All the work which I plan to publish about my research and findings will, unless doing so becomes impossible, be governed by the least restrictive Creative Commons "copyright license" which I find to be available in a practical way.

Has anyone else wondered about the biology of human decisions? As a philosophical inquiry, I find that Aristotle did. As a biological inquiry, I find that Henri Bergson did. As a quantum-mechanics-competent physicist with a strong biological competence, I find that Walter M. Elsasser did. As a state-licensed professional engineer, working at and above doctoral level, I find but one person in the whole of human history, to wit, me; and I welcome all the company in the effort I am making that can possibly come my way.

A reasonably current social psychology textbook which deals rather well, in my view, is Aronson, et al.

Why do I bother putting this on the Archive? Because the way people make decisions about castration is of really serious life-and-death choice, and choices do not, methinks, ever get more important than when they are of life-and-death choices.

Re: What an opera! The Concordia. Too bad it was real.

Posted: Fri Jan 27, 2012 7:16 pm
by devi (imported)
Most of time at least here in the States, managers and supervizors (and captains) come from the upper privileged class that we don't talk about.
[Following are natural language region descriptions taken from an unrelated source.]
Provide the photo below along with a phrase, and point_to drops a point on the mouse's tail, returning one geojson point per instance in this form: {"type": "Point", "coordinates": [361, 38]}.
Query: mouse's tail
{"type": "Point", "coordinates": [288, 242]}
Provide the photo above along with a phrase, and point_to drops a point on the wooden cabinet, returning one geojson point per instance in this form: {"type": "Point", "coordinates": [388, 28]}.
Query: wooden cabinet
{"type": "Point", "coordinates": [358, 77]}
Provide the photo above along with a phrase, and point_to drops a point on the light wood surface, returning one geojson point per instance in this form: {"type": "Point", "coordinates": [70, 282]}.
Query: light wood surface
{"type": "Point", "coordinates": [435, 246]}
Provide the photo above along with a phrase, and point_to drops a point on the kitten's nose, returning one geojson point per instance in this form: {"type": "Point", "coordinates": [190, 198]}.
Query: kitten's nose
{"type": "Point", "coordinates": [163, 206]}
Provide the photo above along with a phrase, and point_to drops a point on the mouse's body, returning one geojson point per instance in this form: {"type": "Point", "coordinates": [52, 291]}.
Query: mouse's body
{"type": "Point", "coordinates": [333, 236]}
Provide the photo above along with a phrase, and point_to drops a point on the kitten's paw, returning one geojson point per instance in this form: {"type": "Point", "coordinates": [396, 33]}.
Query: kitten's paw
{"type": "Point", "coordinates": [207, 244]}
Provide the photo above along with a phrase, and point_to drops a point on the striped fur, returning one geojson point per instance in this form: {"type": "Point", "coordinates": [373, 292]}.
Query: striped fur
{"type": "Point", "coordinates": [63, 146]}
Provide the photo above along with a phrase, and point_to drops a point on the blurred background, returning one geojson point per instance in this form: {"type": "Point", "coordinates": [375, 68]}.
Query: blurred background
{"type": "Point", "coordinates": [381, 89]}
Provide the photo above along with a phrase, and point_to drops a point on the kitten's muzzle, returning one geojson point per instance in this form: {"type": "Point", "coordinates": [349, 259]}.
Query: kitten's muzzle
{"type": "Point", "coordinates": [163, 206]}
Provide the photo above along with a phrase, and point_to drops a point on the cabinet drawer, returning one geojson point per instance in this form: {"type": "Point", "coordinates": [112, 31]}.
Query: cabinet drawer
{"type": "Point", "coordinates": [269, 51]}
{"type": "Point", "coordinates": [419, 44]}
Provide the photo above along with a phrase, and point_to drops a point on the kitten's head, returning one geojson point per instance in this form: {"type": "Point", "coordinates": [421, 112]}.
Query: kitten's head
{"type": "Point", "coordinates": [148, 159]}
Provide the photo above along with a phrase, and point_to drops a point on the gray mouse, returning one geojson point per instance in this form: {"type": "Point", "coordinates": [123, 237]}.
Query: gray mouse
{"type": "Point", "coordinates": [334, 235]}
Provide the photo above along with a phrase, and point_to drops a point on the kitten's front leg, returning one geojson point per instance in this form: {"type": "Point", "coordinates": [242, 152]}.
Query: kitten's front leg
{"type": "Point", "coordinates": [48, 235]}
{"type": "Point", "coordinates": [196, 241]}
They're around for a year or so learning how things done and are unnecessary but then they disappear on their own for their own persuit up the career ladder, --a ladder most of us generally have no access to. The job and title was given to them by their status and from their family clout and not by their working knowledge or experience. But I suppose once in a while that that cushy job which the parents had sought out for them doesn't turn out to be so cushy afterall. So here you have a Coast Guard patrol being of military background and training completely incredulous at the lack of protocol in the disboarding this ship. My uncle was in the navy in ww2 so I asked him which ship he was in. Wrong question. He told me how several times they'd have to abandon ship when the ships would be hopelessly bombed and were no longer seaworthy. They had a fairly orderly way of evacuuating ships without much loss of life. So I think that something was really wrong at how the Costa Concordia was evacuuated. And I think that the Coast Guard knew that and was perplexed by it all.

Re: What an opera! The Concordia. Too bad it was real.

Posted: Fri Jan 27, 2012 8:55 pm
by speedvogel (imported)
Officers for Merchant Marine ships, as opposed to Naval ships, come from a number of maritime academies. In the U. S. that would be mainly the U. S. Maritime Academy at Kings Point, NY and a number of smaller places such as the Great Lakes Maritime Academy at Traverse City, MI. The vast majority of students come from working class families and enter service on a merchant ship as a third officer.

They must pass rigorous testing to get the higher licenses, until after about 20 years of service, they can get their Captain's papers. These men and women are well paid and receive many perks that the old-timers could only dream about.

This scenario is true for almost all foreign fleets too. Although some flag of convenience operators employ anyone who claims to be able to read a compass as ship's officers. Italian officers has a long standing reputation as being among the elite.